I climbed over the crates of oranges in her back seat and gave her my address.  She could tell by my tears that this was no time for a lecture about getting rides from strangers.  And luckily, she didn’t take me to an abandoned warehouse and kill me.

When I got home, my mom lit up in horror.  She forced me to watch the Winnie the Pooh “Don’t talk to Strangers” video series for two weeks.

That cold, hitchhiking day brought me face to face with my deep longing for home.  I wanted its familiarity and warmth.  I wanted to be in the place where every one knew me and the place where pictures of me lined the walls to prove that I belonged.

Home is sacred because it speaks so deeply to our identity.  The entirety of our 18 or 19 or 20 years of life are displayed on countertops and refrigerators or packed away in attics or desk drawers.  Any search through the garage will produce sentimental waves of little league trophies and homemade mother’s day gifts.

No matter how old we get, we need home.

In Luke’s parable of the prodigal son, the younger son took his inheritance and left home with a fiery drive toward self-discovery and independence.  After a train wreck of bad decisions, he’s starved, emotionally bankrupt and realizes he was made to be home.

His father sees his son shamefully journeying toward him and he runs out to embrace his son and bring him home.
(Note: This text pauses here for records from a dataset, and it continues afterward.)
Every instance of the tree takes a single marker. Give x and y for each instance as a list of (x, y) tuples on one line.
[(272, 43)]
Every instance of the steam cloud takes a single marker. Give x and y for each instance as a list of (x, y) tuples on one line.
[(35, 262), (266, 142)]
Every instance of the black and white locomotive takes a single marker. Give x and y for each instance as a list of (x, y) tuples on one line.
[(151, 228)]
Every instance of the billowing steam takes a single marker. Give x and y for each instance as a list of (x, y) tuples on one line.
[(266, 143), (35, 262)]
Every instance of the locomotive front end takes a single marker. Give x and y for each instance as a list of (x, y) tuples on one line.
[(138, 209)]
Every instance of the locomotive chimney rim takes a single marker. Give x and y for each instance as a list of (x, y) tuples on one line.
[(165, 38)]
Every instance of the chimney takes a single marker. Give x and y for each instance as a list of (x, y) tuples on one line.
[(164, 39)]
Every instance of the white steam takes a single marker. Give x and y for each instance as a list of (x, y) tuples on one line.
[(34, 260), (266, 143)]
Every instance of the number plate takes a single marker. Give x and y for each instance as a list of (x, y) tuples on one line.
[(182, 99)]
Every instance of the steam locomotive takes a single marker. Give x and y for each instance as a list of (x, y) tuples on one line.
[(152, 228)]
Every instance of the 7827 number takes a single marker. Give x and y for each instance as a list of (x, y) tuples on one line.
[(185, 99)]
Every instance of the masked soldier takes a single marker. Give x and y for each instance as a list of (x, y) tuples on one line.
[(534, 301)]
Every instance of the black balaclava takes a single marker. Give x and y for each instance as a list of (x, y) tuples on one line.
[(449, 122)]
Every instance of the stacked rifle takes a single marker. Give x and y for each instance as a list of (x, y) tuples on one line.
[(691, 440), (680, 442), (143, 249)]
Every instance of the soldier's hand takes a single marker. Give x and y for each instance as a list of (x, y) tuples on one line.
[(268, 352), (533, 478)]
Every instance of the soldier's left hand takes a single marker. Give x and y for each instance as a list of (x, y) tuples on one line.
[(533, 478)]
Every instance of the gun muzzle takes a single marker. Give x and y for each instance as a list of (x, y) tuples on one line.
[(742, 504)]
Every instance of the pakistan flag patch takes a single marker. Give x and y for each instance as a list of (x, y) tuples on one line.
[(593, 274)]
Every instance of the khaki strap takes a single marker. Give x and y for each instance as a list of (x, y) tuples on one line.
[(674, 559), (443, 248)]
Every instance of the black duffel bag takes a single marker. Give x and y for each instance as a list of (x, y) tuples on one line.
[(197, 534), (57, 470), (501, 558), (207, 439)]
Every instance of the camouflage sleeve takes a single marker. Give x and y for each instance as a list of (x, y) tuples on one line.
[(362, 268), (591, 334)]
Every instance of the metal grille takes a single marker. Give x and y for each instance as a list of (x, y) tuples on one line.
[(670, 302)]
And in the middle of the son’s repentance speech, his father reminds him that his place in the family hasn’t shifted.  If you get within ten yards of home, your identity calls you by your real name.  You are who you are—one who belongs, one who is welcome, one who is loved.

Home is the place where we remember who we are, where we are most ourselves, where we find life and the love we desperately need.  Home is the place where we are rebuilt, fought for, reminded of the Creator and the purpose for which we exist.  Home encourages us, literally gives us courage to be people made in the image of the Father.  It is the place out of which we are freed to love and freed to be loved.  It is the place where we are held in our brokenness and pain and the place where we are healed and strengthened.

And God is our home.  God is the place where we remember our name.  When we return to God we remember what we want to be when we grow up.  God is the place that cuts through nicknames and successes and failures to speak to us with familiarity and love.  God is the destination of the beloved—his heart is the place toward which we’re continually moving.

This is discipleship—moving toward home.  Moving toward the one who runs to us when we’ve run away.  Moving toward the one who puts the robe on our undeserving backs and the ring on our guilty hands.

It’s not enough to stand outside, like the older son.  We can only be home when we go inside, when we allow ourselves to be celebrated, when we embrace our identity as people who belong.  And no matter how long we’ve been gone, or even if we forget the way, God is always running out to bring us back.